I am in awe with the amount of support I’ve received throughout. Sure, there were times that I felt left out or a bit out of place, but overall, it was very empowering to own it and relish in rave culture, like I once did before.
Navigating through social engagements at raves and festivals can be intimating. If your party friends seem stand-offish, I assure you it’s not you, it’s them. Don’t take it personally. Remember how you were under the influence. No one is thinking about you, they are mostly thinking about themselves. It might hurt and leave you feeling like a loner for a short while, but there will always been an abundance of love and support for you, even from strangers! You’ll be surprised with how much respect and curiosity you receive from people when you tell them you’re sober.
At the festival, I met so many people who were either sober or sober conscience. For those who were partying with substances, for the most part, people were super positive and in good form. I rather enjoyed seeing everyone have a good time and I wasn’t annoyed or bothered by other peoples’ substance use. In fact, I found myself even having fun participating in sketchy morning banter. Many people thought I was high, and I was – but it was a contact high.
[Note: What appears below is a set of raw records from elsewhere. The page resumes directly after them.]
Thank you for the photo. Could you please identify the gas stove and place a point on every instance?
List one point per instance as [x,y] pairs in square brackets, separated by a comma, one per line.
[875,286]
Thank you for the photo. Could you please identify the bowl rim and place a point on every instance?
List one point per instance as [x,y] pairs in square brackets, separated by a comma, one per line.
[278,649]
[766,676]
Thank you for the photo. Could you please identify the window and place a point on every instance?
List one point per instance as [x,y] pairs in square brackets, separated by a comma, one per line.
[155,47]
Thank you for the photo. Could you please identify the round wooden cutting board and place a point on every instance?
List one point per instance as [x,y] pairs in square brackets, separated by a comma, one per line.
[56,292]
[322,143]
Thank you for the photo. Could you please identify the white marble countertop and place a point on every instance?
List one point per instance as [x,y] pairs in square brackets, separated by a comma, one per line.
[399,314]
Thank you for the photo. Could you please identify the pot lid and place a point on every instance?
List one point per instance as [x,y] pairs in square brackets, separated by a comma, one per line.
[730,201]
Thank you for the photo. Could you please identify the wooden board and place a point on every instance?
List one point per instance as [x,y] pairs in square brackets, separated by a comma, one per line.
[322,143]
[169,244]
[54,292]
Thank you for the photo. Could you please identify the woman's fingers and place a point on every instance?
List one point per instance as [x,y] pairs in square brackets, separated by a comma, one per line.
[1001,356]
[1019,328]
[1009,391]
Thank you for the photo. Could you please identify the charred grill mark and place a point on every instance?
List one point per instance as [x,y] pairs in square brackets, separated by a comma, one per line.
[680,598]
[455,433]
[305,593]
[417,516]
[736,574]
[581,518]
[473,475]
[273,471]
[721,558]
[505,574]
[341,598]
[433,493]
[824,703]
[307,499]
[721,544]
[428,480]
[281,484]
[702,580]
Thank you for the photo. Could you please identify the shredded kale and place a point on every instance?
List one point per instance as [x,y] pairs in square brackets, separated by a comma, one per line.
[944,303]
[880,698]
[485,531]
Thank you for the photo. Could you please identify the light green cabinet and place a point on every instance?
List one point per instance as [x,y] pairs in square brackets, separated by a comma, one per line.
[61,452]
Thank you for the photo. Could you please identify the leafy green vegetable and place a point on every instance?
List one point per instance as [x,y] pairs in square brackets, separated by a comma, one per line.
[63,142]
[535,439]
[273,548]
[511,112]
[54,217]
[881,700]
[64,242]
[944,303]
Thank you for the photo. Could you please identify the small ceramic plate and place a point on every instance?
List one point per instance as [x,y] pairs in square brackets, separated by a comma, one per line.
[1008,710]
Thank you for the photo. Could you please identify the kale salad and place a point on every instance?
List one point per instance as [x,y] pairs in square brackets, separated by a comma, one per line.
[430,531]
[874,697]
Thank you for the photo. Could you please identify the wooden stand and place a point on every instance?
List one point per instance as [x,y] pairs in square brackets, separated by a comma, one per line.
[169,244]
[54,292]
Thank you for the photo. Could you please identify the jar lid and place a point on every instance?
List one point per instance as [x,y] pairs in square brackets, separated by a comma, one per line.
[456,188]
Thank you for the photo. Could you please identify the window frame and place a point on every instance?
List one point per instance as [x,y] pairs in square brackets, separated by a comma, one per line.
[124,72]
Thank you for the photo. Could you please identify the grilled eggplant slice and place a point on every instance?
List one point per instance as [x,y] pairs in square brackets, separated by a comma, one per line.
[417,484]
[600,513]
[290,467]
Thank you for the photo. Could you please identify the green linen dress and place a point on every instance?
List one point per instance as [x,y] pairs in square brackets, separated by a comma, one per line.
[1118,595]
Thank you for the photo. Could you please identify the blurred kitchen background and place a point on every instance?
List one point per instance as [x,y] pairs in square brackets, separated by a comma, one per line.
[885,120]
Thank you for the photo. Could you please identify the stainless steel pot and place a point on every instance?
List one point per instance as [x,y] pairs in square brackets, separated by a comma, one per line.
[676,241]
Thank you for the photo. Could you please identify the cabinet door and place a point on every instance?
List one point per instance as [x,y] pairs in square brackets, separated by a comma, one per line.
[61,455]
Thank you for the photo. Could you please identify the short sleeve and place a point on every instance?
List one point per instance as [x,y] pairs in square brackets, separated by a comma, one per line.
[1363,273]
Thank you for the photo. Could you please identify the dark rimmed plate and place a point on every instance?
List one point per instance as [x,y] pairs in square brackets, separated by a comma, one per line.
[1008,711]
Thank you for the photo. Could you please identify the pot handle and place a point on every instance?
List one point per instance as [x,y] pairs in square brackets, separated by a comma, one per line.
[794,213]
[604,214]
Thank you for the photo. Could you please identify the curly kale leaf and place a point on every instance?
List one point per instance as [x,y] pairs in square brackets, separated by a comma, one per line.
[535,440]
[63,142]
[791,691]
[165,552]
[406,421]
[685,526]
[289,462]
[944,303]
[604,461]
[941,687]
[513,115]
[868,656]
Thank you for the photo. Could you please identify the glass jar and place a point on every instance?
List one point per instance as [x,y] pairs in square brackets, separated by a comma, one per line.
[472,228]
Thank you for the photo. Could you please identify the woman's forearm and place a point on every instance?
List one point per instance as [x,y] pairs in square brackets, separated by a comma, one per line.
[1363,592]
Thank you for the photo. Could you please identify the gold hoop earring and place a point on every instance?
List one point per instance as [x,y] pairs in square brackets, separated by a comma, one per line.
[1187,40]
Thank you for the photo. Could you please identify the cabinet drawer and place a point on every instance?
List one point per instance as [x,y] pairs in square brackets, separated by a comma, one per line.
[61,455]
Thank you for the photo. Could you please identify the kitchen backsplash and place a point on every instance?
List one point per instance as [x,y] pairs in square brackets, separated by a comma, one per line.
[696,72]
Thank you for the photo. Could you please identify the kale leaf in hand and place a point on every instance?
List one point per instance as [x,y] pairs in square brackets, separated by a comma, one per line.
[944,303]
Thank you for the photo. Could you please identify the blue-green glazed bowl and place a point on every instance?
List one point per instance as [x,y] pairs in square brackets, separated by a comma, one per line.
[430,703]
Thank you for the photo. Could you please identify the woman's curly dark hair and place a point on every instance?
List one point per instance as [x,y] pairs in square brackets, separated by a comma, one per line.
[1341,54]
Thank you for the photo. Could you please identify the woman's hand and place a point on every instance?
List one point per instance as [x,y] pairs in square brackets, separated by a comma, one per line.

Going to Bass Coast sober allowed me to reflect on how I experienced raves before versus now. I’m no longer chasing drugs or people for a high. I get to use my clear mind to plan and follow through with things I set out for. I’m no longer missing sets because I’m still cracked out in my tent or over indulging to ease off the edge. Those patterns are in my past, part of an unhealthy vicious cycle I am proud to say that I have broken. And now I am reaping the benefits. I have more time and space for things. Time is non-refundable. Being sober in my mid-30s gives me more time.
My advice for anyone curious about slowing down substance use or thinking about attending a music festival sober, is to try volunteering, it’s a great way to participate and feel purposeful. Connect with the harm reduction crew and don’t be afraid to reach out through social media. I met a lot of other people like myself this way.
Sobriety is a rebellious act. It is becoming its very own subculture.
Bass Coast’s wristband says: sleep, eat, hydrate, live, love, rave. I can live by that! Can you?
I want to give a special sober shout out to Unity Yoga’s Susan Horning and Nicola Bennett, Bass Coast’s Harm Reduction Coordinators, Staysee Marie, Co-Founder/Organizer at Good Night Out Vancouver, and Harm Reduction, Assistant Manager, Farah J.S. Also, thank you to Vicky Perow for hosting Sober Curiosity and Kaity Degen, who runs Sober Saturdays, Mandy Lawson, who leads Reset/Resort, Producer/DJ, Ben Sigrah, and Life Coach, Brad Gretzinger for their contribution to the discussion at Bass Coast. And to Andrea Graham and Liz Thomson, founders of Bass Coast, for implementing an extensive harm reduction program into the festival and making sober inclusivity not only possible, but enjoyable.